In the south, the Mekong Delta - the nation’s rice bowl, is also at risk.

The seasonal floods are happening much sooner than normal, and a large amount of the water came from the collapse of a partially-constructed hydropower dam in the Mekong’s upper reaches in Laos in July.

Farmers have lost their crops and seen their houses being threatened or washed away by floods. Erosion and subsidence have happened at more than one place in the delta and once again, it is the poor that lose the most.

On the contrary, the southern-central and Central Highlands regions have been dealing with drought. Locals here have been wishing for just a few drops of rain to save their farms and cattle. And as the rain does not come, they have dug deeper and deeper into the ground to get water and the level of underground water keeps dropping, guaranteeing no stable future for the regions’ residents.

The Law on Natural Disaster Prevention and Control lists the types of natural disasters in Vietnam: “storm, tropical depression, tornado, lightning, heavy rain, flooding, flash floods, floods, landslides, subsidence, rising water, salt intrusion, heat, drought, cold, hail, earthquake, tsunami and others.”

It is understandable that nature is to blame for the disasters, but the imbalance of the ecosystem caused by humans should be taken into serious consideration.

The world has been warned of climate change and global warming due to greenhouse effects for a long time, and in 1992, the United Nations Conference on Environment and Development (UNCED) in Rio De Janeiro highlighted the dangers.

In fact, the effects of climate change caused by human activities have arrived sooner than predicted.

Storms, tropical depressions, heavy rains, and tornadoes are happening with greater frequency and intensity. Heavy rains usually cause flash floods, flooding and landslides, especially because the watershed forests are now completely destroyed.
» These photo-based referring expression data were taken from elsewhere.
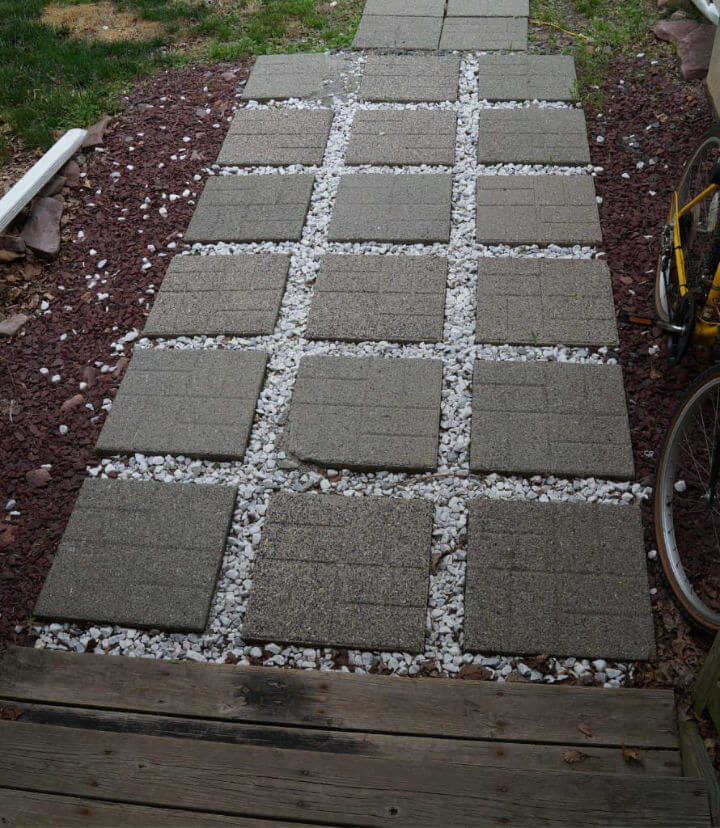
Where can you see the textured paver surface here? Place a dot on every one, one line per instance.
(545, 302)
(392, 208)
(366, 412)
(396, 298)
(344, 572)
(275, 138)
(141, 554)
(527, 209)
(234, 295)
(314, 77)
(542, 136)
(409, 78)
(488, 33)
(550, 418)
(402, 137)
(247, 208)
(196, 403)
(526, 77)
(557, 578)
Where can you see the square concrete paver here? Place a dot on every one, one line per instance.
(140, 554)
(545, 302)
(533, 136)
(526, 77)
(537, 209)
(233, 295)
(313, 77)
(336, 571)
(392, 208)
(410, 78)
(196, 403)
(568, 579)
(276, 137)
(394, 298)
(366, 412)
(402, 137)
(487, 33)
(550, 418)
(247, 208)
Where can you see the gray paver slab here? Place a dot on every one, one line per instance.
(314, 77)
(545, 302)
(394, 298)
(410, 78)
(140, 554)
(529, 209)
(550, 418)
(246, 208)
(195, 403)
(526, 77)
(567, 579)
(487, 33)
(366, 412)
(533, 136)
(402, 137)
(343, 572)
(233, 295)
(276, 137)
(392, 208)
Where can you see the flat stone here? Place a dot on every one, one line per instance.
(487, 33)
(393, 298)
(336, 571)
(402, 137)
(550, 418)
(140, 554)
(527, 78)
(366, 412)
(232, 295)
(392, 208)
(545, 302)
(195, 403)
(276, 137)
(410, 78)
(533, 136)
(560, 578)
(247, 208)
(313, 77)
(537, 209)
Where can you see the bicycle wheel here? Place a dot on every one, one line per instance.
(687, 503)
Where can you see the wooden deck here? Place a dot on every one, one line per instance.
(97, 740)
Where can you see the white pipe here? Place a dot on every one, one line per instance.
(39, 174)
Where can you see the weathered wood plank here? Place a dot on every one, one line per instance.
(329, 787)
(428, 707)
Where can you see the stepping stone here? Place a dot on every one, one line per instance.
(366, 412)
(393, 298)
(474, 33)
(402, 137)
(545, 302)
(392, 208)
(407, 79)
(568, 579)
(195, 403)
(140, 554)
(527, 78)
(533, 136)
(313, 77)
(550, 418)
(276, 138)
(537, 209)
(246, 208)
(231, 295)
(336, 571)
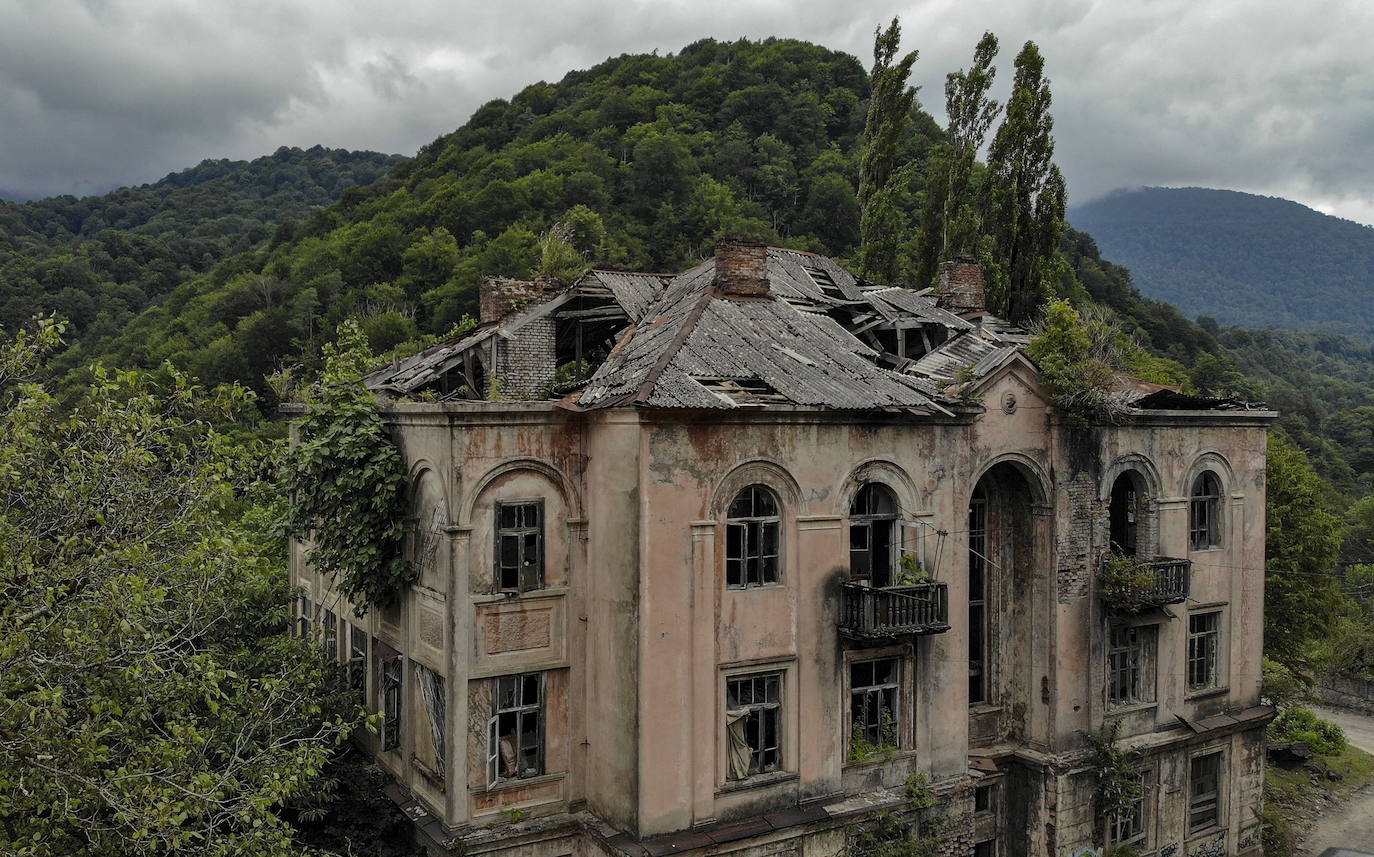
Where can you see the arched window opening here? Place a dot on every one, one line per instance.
(1124, 514)
(873, 534)
(1205, 512)
(978, 596)
(752, 539)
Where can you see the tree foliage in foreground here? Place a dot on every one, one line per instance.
(1301, 541)
(150, 699)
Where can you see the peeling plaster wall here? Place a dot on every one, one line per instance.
(638, 629)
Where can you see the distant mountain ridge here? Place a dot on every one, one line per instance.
(1241, 258)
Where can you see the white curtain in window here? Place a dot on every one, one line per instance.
(741, 754)
(432, 690)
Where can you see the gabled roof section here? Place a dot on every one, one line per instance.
(695, 344)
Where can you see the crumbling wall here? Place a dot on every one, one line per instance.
(525, 364)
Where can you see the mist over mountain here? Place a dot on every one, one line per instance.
(1241, 258)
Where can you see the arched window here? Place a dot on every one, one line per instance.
(752, 537)
(978, 690)
(873, 529)
(1205, 512)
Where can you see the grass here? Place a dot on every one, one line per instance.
(1293, 798)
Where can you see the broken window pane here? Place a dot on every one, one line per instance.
(752, 539)
(515, 738)
(520, 545)
(753, 725)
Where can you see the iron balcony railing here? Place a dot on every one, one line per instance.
(867, 613)
(1168, 581)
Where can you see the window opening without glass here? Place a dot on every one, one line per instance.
(874, 698)
(432, 694)
(389, 676)
(1127, 826)
(752, 537)
(357, 659)
(873, 528)
(520, 545)
(978, 598)
(1205, 512)
(1123, 514)
(1130, 653)
(753, 721)
(1204, 791)
(1204, 646)
(515, 732)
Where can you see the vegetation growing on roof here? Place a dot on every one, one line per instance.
(348, 484)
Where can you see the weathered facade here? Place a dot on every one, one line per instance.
(786, 540)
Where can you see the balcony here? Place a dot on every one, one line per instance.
(871, 614)
(1134, 585)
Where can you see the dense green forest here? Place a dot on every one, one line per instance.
(1246, 260)
(98, 261)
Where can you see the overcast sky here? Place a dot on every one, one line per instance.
(1270, 96)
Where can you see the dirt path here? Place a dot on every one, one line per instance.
(1349, 826)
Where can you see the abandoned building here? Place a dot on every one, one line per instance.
(741, 559)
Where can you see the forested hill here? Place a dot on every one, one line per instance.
(99, 261)
(1246, 260)
(647, 158)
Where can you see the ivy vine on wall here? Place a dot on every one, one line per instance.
(346, 482)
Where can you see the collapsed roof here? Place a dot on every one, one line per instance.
(750, 327)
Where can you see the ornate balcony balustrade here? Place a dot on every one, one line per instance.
(867, 613)
(1131, 585)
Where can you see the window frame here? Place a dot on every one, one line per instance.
(390, 686)
(867, 523)
(1135, 827)
(521, 534)
(1211, 658)
(330, 636)
(1205, 511)
(980, 690)
(522, 709)
(1138, 655)
(763, 710)
(357, 659)
(892, 688)
(752, 532)
(1209, 801)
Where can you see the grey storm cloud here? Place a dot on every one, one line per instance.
(1260, 95)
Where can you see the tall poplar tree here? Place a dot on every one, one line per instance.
(882, 224)
(1024, 195)
(950, 220)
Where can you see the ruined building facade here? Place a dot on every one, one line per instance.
(738, 561)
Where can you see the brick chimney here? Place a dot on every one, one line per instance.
(961, 287)
(742, 268)
(499, 297)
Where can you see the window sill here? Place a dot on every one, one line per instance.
(755, 587)
(1207, 831)
(759, 780)
(880, 760)
(522, 782)
(1130, 707)
(1207, 694)
(498, 598)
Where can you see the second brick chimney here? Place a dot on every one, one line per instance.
(499, 297)
(961, 287)
(742, 268)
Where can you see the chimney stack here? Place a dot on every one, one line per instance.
(742, 268)
(961, 287)
(499, 297)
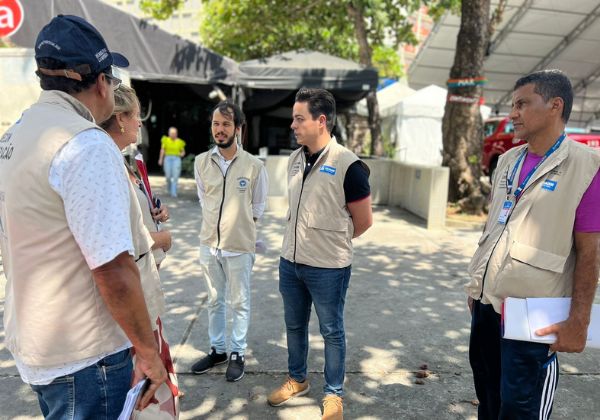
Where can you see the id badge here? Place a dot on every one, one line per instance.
(505, 212)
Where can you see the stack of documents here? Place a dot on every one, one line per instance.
(523, 317)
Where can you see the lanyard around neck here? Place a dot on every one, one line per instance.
(521, 187)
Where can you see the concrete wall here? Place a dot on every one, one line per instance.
(422, 190)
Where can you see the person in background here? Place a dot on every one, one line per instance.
(232, 188)
(172, 149)
(329, 205)
(541, 239)
(123, 126)
(74, 303)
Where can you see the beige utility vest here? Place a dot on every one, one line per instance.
(319, 227)
(159, 253)
(54, 313)
(142, 244)
(533, 254)
(227, 220)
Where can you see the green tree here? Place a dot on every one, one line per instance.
(367, 31)
(462, 127)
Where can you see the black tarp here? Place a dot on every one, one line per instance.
(154, 54)
(272, 82)
(304, 68)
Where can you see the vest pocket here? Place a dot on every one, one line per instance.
(537, 257)
(325, 223)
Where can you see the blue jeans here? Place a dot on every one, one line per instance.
(172, 167)
(219, 273)
(300, 286)
(96, 392)
(513, 379)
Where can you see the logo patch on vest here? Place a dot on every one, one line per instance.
(243, 184)
(328, 169)
(549, 185)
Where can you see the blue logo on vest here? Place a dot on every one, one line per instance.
(549, 185)
(328, 169)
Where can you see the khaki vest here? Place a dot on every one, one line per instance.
(142, 244)
(319, 228)
(54, 313)
(533, 254)
(227, 221)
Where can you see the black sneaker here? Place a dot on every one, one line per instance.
(207, 362)
(235, 368)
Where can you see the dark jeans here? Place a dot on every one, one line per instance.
(301, 286)
(513, 379)
(96, 392)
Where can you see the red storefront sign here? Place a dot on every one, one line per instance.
(11, 17)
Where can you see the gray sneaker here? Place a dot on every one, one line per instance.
(208, 362)
(235, 368)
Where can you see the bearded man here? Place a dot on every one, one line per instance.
(232, 188)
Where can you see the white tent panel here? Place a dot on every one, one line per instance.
(517, 43)
(533, 34)
(387, 99)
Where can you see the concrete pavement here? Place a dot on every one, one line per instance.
(405, 308)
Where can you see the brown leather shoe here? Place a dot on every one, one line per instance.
(288, 390)
(333, 407)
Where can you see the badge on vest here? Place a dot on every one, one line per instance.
(243, 184)
(505, 212)
(549, 185)
(328, 169)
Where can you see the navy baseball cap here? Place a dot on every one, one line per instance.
(75, 42)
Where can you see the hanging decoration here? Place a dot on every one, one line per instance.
(465, 82)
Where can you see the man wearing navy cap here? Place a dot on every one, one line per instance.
(74, 303)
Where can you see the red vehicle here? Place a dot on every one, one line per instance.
(500, 136)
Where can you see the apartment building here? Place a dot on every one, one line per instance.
(184, 22)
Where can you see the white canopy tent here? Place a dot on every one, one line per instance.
(387, 98)
(533, 35)
(414, 125)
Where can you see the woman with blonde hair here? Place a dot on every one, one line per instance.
(150, 243)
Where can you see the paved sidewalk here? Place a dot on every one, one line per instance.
(405, 308)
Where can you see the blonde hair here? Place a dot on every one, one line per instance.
(126, 101)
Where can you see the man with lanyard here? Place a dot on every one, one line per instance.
(541, 239)
(329, 205)
(74, 301)
(232, 188)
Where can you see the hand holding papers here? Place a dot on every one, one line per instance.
(133, 396)
(523, 317)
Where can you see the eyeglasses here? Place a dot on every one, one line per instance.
(115, 82)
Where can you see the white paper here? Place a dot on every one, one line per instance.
(522, 317)
(132, 397)
(543, 312)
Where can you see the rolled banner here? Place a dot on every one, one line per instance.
(143, 171)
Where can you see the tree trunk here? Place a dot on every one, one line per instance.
(462, 128)
(365, 54)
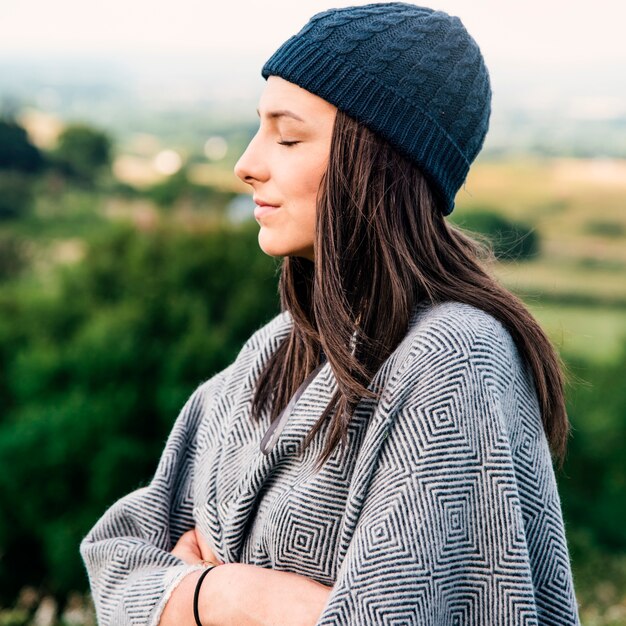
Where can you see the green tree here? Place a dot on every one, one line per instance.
(95, 374)
(83, 152)
(17, 153)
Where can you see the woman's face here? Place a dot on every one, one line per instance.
(284, 163)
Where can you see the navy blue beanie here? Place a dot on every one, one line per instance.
(412, 74)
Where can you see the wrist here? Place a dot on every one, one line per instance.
(209, 602)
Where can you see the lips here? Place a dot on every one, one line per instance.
(263, 208)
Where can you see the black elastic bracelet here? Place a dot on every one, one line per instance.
(196, 594)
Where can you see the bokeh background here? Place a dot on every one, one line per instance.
(130, 269)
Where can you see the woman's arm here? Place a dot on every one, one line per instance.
(238, 594)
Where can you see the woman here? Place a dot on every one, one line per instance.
(378, 453)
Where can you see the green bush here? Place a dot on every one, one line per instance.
(95, 374)
(16, 194)
(594, 475)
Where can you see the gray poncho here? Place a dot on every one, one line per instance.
(443, 509)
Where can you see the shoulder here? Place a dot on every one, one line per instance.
(448, 338)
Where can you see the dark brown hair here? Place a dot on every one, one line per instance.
(382, 247)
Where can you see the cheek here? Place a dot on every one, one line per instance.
(306, 179)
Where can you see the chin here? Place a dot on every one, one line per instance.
(274, 248)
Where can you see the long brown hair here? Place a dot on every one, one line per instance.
(382, 247)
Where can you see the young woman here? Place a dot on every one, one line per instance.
(378, 453)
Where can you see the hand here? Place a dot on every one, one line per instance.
(192, 548)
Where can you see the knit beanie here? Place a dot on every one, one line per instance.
(412, 74)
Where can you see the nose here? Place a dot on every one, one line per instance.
(251, 167)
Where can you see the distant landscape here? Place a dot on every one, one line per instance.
(130, 271)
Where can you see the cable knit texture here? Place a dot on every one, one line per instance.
(411, 74)
(443, 510)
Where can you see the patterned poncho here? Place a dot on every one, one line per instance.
(442, 510)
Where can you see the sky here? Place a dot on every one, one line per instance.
(553, 32)
(532, 48)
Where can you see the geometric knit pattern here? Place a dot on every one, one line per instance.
(443, 509)
(411, 74)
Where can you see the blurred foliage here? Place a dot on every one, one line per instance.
(511, 240)
(596, 465)
(13, 257)
(83, 152)
(16, 150)
(178, 188)
(16, 194)
(96, 372)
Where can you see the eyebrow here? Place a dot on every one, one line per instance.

A storm stands at a village in north central Vietnam as storm Son Tinh hit in July 2018. Photo by VnExpress/Hai Binh

A storm stands at a village in north central Vietnam as storm Son Tinh hit in July 2018. Photo by VnExpress/Hai Binh

Who profits, who pays

Greenhouse gas emissions are a product of industrial development, and it is the investors that have earned the profits from this. It is this pursuit of profit that has emitted greenhouse gases, which, in turn, lead to storms, flash floods and flooding that take away everything from the poor and the vulnerable.

And then there’s the overexploitation of natural resources.

Even if the ecosystem is left alone, it takes a lot of time and effort for Mother Nature to keep things in balance.

But now, so many people are getting rich by taking sand from the riverbed, draining underground water, excavating the earth for mining, and cutting down forests for timber, just taking as much as they can. Thanks to them, the natural balance that is so hard to maintain has been broken. And once again, everything that poor people have is either destroyed or swallowed by rivers.

We have to confront the fact that natural disasters have been taking place more often and on a larger scale, not because of nature but because of human action.

And it is the rich people that are irresponsible and unprincipled. And they are not in any particular country, but all over the world. And the poor worldwide suffer because of the actions of the rich.

The profits that the rich make have caused greenhouse gas emissions and ecological imbalances. The money that the rich earn is tainted by lives that “natural” calamities take and the suffering that they inflict.

Countries need people who know how to get rich. But they should do it in a responsible way that does not take away the properties and lives of others.

As for the authorities, they should realize that their direct facilitation of the rich has direct impacts on the poor.

*Dang Hung Vo is the former Deputy Minister of Vietnam's Natural Resources and Environment. The opinions expressed are his own.